Rufus Rooster watched in glee as all the turkeys—all except tough Ted Turkey—were rounded up and shepherded aboard the trucks, which drove off in a convoy.

Ralph was squashed in tight with all the other turkeys and no space to even turn around. All he could think of was this:  If he was going to become a meal, he wanted to be turkey soup, even though all the other turkeys laughed when he talked about that.

But the turkeys were all crying, not laughing, when they drew near the abbatoir. The smell of poultry death hung thick and fowl in the air. Ralph tried to hold his breath to stifle his fear.

The truck in which Ralph was riding ground to a halt.  Its back doors swung open and, one by one, each turkey was grabbed and hung by its feet from a metal shackle. These were attached to a moving rail that carried upside-down turkeys to the stunning tank.  Here, the turkeys were dunked headfirst into electrified water that knocked most of them out cold.  The lucky turkeys did not wake up in time for the next step: a throat slashing by a mechanical blade. This allowed the turkeys to bleed to death, “humanely,” before reaching a tank of boiling water.

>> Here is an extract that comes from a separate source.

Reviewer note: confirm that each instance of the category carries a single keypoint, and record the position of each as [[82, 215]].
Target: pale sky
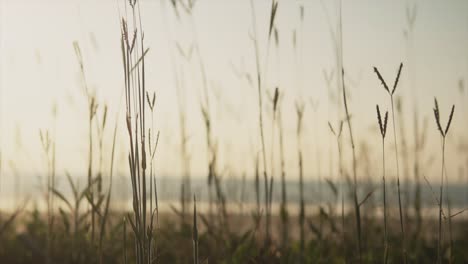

Fortunately for Ralph, his soul had already departed to turkey heaven by the time he reached the boiling tank. And good thing, too, since processing came next.  And no self-respecting turkey would want to stick around for processing.

Some turkeys were blast-frozen whole. These butterballs would end up stuffed and roasted.

Other turkeys were carved up with a large knife and packaged into parts, including giblets. 

Ralph was tossed into a giant cauldron with carrots and celery and spices, left to simmer, then canned and dispatched to a supermarket.

Ralph's wish had come true.  He was turkey soup.


Moral:  Relax.  Sometimes things turn out just fine.